Des engagements que les opérateurs sont en mesure de tenir pour le président de l’Arcep. Peu impactés économiquement par la crise, ils sont dans une situation « plutôt confortable »  par rapport au reste des entreprises . « L’argent rentre » grâce aux abonnements, mais surtout leurs coûts commerciaux ont été réduits avec la crise « en cette période, les utilisateurs ne changent pas d’opérateur ». Ce n’est donc pas eux qui pourraient provoquer des retards mais leurs sous-traitants beaucoup plus impactés par la crise. Pour Sébastien Soriano, il est impératif de venir en aide économiquement à ce tissu de PME grâce à des avances de trésoreries ou la création d’un fond d’aide, il lance un appel aux opérateurs pour les soutenir « à bras le corps ». «Il est vital qu’on évite d’avoir une reprise lente de déploiement de réseaux qui serait dû au fait qu’on a laissé se démanteler ce tissu de PME qu’on a patiemment construit ».

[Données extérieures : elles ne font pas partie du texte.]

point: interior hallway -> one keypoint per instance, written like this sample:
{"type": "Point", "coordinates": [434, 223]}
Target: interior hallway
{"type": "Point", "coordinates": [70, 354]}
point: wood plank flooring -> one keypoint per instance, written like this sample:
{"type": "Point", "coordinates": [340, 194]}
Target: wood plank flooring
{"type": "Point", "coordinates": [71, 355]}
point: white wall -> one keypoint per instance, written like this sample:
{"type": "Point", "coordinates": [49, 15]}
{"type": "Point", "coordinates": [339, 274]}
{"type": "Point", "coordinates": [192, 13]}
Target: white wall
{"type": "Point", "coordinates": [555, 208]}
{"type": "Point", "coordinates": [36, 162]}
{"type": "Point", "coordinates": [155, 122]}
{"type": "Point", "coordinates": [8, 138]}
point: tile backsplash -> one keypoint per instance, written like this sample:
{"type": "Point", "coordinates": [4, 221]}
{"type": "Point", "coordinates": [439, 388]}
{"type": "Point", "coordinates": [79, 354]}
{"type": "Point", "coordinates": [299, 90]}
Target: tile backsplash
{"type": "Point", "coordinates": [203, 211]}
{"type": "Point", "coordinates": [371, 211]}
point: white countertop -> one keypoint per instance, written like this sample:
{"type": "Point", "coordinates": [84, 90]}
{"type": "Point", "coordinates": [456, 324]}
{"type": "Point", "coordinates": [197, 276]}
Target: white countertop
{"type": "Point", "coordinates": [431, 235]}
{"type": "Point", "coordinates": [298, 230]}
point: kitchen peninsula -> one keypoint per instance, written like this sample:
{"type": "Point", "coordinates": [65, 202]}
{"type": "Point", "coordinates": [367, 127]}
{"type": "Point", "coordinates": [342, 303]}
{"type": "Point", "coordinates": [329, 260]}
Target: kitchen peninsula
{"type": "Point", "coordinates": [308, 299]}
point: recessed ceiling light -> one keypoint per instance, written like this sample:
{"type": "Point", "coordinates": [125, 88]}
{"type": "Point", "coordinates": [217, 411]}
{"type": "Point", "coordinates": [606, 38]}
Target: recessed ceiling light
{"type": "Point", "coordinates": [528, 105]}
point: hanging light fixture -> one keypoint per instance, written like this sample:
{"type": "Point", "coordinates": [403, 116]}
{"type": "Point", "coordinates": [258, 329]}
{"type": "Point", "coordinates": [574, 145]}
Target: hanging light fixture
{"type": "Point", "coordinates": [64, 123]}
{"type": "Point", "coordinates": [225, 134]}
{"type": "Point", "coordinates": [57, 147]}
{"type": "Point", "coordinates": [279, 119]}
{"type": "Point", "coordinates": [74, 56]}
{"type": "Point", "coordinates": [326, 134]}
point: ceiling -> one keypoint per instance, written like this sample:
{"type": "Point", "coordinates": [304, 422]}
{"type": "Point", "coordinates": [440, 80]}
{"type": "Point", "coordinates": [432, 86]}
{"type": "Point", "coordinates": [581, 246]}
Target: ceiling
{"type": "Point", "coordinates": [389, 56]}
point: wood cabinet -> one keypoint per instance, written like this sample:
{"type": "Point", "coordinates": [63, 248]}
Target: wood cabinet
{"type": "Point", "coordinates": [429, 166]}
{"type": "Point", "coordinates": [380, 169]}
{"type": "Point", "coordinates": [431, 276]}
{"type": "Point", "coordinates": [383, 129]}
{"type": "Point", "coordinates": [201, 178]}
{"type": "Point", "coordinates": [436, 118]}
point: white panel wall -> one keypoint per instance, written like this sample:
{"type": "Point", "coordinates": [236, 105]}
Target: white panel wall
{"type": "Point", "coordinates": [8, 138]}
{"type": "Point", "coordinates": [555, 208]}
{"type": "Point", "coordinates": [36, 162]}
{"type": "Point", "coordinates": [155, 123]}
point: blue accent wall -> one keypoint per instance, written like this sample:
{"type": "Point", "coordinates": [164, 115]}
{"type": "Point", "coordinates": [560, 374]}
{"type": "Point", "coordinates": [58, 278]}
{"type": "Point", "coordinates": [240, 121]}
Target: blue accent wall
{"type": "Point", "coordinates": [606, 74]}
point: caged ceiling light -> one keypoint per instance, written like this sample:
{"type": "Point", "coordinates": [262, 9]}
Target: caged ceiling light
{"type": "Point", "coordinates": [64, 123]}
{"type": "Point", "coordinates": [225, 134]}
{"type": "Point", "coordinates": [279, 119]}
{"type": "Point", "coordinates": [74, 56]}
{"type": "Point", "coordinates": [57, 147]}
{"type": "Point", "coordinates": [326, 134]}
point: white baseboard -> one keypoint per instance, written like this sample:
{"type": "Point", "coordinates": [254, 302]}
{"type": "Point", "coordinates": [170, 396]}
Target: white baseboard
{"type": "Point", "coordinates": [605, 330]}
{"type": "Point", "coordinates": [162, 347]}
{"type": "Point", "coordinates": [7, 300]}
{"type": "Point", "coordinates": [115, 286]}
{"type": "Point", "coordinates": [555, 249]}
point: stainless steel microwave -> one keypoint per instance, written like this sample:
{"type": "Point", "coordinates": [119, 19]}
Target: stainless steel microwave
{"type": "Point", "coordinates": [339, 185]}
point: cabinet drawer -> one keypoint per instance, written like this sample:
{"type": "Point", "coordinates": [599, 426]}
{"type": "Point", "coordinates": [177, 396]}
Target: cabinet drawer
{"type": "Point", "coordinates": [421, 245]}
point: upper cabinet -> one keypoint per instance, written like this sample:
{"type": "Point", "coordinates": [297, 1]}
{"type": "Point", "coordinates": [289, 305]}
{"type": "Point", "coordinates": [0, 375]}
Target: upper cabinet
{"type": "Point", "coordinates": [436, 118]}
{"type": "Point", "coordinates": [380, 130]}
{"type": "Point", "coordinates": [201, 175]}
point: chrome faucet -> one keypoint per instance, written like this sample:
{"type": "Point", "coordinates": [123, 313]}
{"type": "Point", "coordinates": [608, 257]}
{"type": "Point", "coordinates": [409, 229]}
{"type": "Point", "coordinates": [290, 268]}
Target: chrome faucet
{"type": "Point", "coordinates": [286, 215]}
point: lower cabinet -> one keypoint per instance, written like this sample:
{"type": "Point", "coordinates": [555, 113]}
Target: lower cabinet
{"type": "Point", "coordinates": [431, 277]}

« Pas de chèque en blanc pour les opérateurs »

 

Il y aura tout de même des retards. Sébastien Soriano en a conscience. « Nous serons à l’écoute des opérateurs pour apprécier d’éventuelles difficultés ». Mais le gendarme des télécoms prévient, il sera très exigeant. « Nous vérifierons que les retards sont proportionnés et justifiés, nous n’accepterons pas n’importe quel retard et n’importe quel motif au prétexte de la crise, je ne vais pas faire un chèque en blanc aux opérateurs ». Quant à donner un calendrier précis, il est encore trop tôt : « on ne sait pas encore à quelle vitesse le tissu de terrain pourra se remettre en branle pour déployer les réseaux mobiles ou fixes, je ne suis pas en mesure aujourd’hui d’apprécier finement quelle sera la durée de ce décalage et nous ne savons pas encore quelles vont être les conditions précises du déconfinement, si il y aura d’éventuelles rechutes, des mesures de reconfinement donc, pour moi ça me paraît prématuré».